Copilot treats the web as a default ingredient. Its consumer Copilot Search, grounded in Bing, runs a live search, summarises what it finds, and attaches cited sources to the answer, much like a search engine that talks back. On top of that, Copilot is woven into the surfaces most office workers already use: a taskbar prompt in Windows 11, a side panel in Edge that can read and compare the tabs you have open, and, in the paid Microsoft 365 version, access to your own emails, files and chats through Microsoft Graph. The pitch is less standalone chatbot and more assistant that sits where your work already happens.

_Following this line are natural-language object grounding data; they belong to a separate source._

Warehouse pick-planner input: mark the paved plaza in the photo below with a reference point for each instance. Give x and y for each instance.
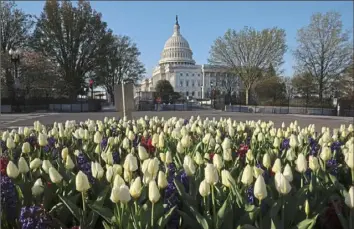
(9, 121)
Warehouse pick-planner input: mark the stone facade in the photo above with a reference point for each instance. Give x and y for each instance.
(190, 79)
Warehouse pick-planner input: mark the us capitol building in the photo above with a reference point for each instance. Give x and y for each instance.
(186, 77)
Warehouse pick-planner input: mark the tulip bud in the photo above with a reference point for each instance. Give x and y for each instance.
(35, 163)
(38, 187)
(97, 170)
(267, 161)
(10, 144)
(118, 181)
(188, 165)
(46, 165)
(288, 174)
(109, 174)
(81, 182)
(154, 193)
(349, 159)
(211, 174)
(97, 138)
(276, 166)
(26, 147)
(247, 175)
(142, 153)
(22, 165)
(301, 163)
(69, 164)
(217, 162)
(64, 153)
(326, 153)
(130, 163)
(276, 143)
(54, 175)
(168, 157)
(260, 189)
(135, 188)
(115, 194)
(282, 184)
(293, 141)
(161, 180)
(42, 139)
(313, 163)
(198, 158)
(204, 188)
(349, 198)
(307, 207)
(11, 170)
(226, 178)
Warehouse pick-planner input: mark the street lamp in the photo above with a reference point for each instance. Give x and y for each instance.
(15, 59)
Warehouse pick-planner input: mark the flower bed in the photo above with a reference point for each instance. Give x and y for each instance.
(156, 173)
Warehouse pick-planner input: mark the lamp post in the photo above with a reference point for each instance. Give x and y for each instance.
(15, 59)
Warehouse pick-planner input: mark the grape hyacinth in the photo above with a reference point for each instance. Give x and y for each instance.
(332, 166)
(250, 195)
(34, 218)
(85, 166)
(116, 158)
(3, 145)
(171, 197)
(8, 197)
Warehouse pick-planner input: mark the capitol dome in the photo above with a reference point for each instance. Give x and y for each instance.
(177, 50)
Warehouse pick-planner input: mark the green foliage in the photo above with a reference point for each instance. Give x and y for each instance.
(71, 36)
(235, 47)
(123, 64)
(324, 50)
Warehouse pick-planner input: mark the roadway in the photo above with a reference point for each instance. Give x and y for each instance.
(10, 121)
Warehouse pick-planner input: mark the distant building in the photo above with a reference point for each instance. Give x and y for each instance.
(190, 79)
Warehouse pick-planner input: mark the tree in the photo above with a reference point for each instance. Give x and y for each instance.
(165, 91)
(324, 50)
(123, 64)
(38, 74)
(304, 85)
(248, 53)
(73, 37)
(271, 89)
(15, 27)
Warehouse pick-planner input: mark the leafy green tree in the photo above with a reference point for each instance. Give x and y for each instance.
(249, 53)
(73, 37)
(324, 50)
(165, 90)
(123, 64)
(15, 28)
(304, 85)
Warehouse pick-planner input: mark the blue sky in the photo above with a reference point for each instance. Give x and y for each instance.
(150, 24)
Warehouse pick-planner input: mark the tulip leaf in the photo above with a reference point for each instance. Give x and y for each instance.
(192, 223)
(165, 218)
(306, 224)
(92, 218)
(184, 196)
(104, 212)
(201, 220)
(72, 207)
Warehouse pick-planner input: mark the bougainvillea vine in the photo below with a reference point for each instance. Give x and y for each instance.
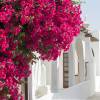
(26, 26)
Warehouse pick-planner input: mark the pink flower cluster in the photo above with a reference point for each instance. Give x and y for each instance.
(45, 26)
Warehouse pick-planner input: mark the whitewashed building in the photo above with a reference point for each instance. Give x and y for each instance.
(71, 76)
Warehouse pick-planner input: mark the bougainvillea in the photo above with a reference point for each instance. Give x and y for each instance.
(26, 26)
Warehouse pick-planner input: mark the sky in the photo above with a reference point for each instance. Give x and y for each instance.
(91, 14)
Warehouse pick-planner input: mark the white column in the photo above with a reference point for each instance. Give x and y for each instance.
(54, 77)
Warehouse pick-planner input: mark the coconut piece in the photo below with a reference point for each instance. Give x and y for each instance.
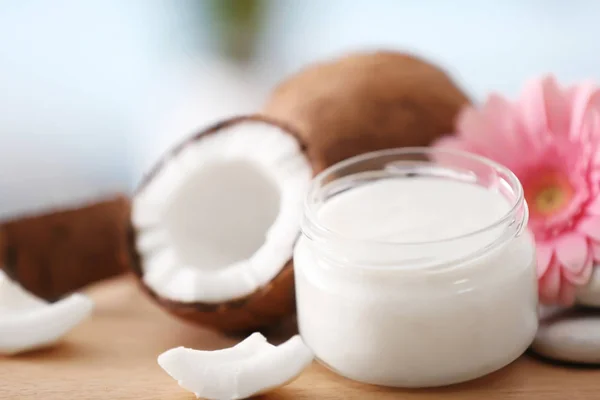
(250, 368)
(59, 252)
(215, 222)
(28, 322)
(365, 102)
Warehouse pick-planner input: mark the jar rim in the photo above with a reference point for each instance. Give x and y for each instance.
(310, 212)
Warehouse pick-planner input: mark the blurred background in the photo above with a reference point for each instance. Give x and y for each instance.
(91, 92)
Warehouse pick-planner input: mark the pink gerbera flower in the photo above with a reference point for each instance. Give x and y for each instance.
(550, 138)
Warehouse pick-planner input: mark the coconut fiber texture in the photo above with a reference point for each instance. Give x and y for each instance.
(59, 252)
(365, 102)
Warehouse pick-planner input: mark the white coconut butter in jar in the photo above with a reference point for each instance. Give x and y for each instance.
(415, 269)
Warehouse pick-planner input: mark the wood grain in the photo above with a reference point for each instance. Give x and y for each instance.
(113, 356)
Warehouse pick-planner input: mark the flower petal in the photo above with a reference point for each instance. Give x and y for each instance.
(595, 247)
(590, 225)
(593, 207)
(544, 109)
(556, 107)
(544, 254)
(584, 96)
(572, 252)
(581, 277)
(549, 284)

ChatGPT starts from a different assumption. Its default behaviour is to answer from the model's own knowledge, reaching out to the web only when a question clearly needs fresh or specific information, or when you turn search on. That makes it broader as a blank-canvas assistant: it will write, summarise, code, brainstorm or hold a long conversation without ever touching a source. When it does search, it returns an answer with links, but the citation is a supporting feature rather than the centre of the product. For the mechanics of how an engine turns a question into a sourced answer, see how AI search works.
In short, consumer Copilot optimises for being a search-first assistant that is everywhere Microsoft is, and the paid version adds your own work data on top. ChatGPT optimises for being a flexible, general-purpose assistant of which web search is one capability. The split shapes almost everything below.

Web access and citations
This is where the two products feel most different in everyday use, and where Copilot's search-first design earns its keep.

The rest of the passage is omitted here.